🤖 AI Summary
Existing large-scale scene reconstruction methods inadequately exploit LiDAR’s physical and semantic attributes, and treat multimodal inputs as separate parameters embedded into Gaussian splatting, resulting in excessive memory consumption and weak cross-modal interaction. To address this, we propose a compact, learnable embedding mechanism that implicitly encodes image appearance, LiDAR geometry, and semantics into a unified Gaussian distribution—reducing GPU memory footprint while strengthening inter-modal synergy. Built upon the neural Gaussian splatting framework, our method jointly optimizes optical, physical, and semantic features, and incorporates a lightweight neural decoder for end-to-end reconstruction. Evaluated on Oxford Spires, our approach achieves higher-fidelity 3D reconstructions; on KITTI-360, it attains competitive novel-view synthesis performance with 37% less storage than baseline methods.
📝 Abstract
This paper proposes Neural-MMGS, a novel neural 3DGS framework for multimodal large-scale scene reconstruction that fuses multiple sensing modalities in a per-gaussian compact, learnable embedding.
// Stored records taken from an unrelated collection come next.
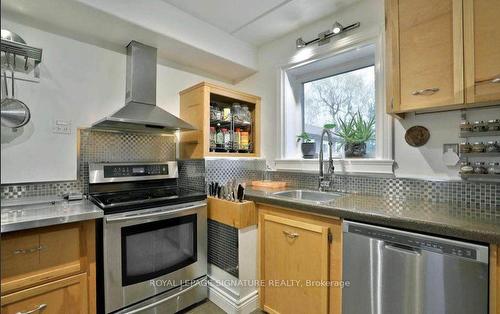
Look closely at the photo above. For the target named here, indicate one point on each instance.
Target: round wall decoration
(417, 136)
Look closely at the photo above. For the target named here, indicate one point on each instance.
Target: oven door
(147, 252)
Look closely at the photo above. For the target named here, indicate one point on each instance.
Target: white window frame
(383, 162)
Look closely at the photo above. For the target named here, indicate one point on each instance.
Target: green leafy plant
(305, 138)
(356, 130)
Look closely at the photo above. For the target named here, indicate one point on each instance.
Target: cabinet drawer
(33, 257)
(67, 295)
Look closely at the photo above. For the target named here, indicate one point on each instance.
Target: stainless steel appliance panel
(119, 294)
(398, 272)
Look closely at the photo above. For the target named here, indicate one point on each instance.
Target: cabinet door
(482, 50)
(36, 256)
(67, 295)
(426, 47)
(294, 255)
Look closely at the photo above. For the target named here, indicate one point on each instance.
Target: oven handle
(175, 295)
(155, 214)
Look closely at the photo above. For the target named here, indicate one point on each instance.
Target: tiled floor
(210, 308)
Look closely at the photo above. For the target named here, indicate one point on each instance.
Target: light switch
(61, 127)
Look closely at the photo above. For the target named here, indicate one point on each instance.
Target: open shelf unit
(485, 157)
(195, 108)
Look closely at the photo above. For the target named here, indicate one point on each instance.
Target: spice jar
(247, 116)
(465, 126)
(227, 139)
(493, 168)
(479, 167)
(466, 168)
(494, 125)
(465, 148)
(212, 138)
(479, 126)
(478, 147)
(236, 109)
(219, 138)
(492, 147)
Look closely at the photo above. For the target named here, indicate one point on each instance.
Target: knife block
(235, 214)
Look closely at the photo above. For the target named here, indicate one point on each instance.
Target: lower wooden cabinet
(68, 295)
(49, 270)
(299, 262)
(494, 279)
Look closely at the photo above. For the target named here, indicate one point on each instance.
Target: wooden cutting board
(269, 184)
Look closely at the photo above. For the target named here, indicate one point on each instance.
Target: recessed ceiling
(259, 21)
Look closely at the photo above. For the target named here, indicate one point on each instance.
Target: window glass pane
(336, 97)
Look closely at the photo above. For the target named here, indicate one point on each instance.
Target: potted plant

While recent works focusing on large-scale scene reconstruction have incorporated LiDAR data to provide more accurate geometric constraints, we argue that LiDAR's rich physical properties remain underexplored. Similarly, semantic information has been used for object retrieval, but could provide valuable high-level context for scene reconstruction. Traditional approaches append these properties to Gaussians as separate parameters, increasing memory usage and limiting information exchange across modalities. Instead, our approach fuses all modalities -- image, LiDAR, and semantics -- into a compact, learnable embedding that implicitly encodes optical, physical, and semantic features in each Gaussian. We then train lightweight neural decoders to map these embeddings to Gaussian parameters, enabling the reconstruction of each sensing modality with lower memory overhead and improved scalability. We evaluate Neural-MMGS on the Oxford Spires and KITTI-360 datasets. On Oxford Spires, we achieve higher-quality reconstructions, while on KITTI-360, our method reaches competitive results with less storage consumption compared with current approaches in LiDAR-based novel-view synthesis.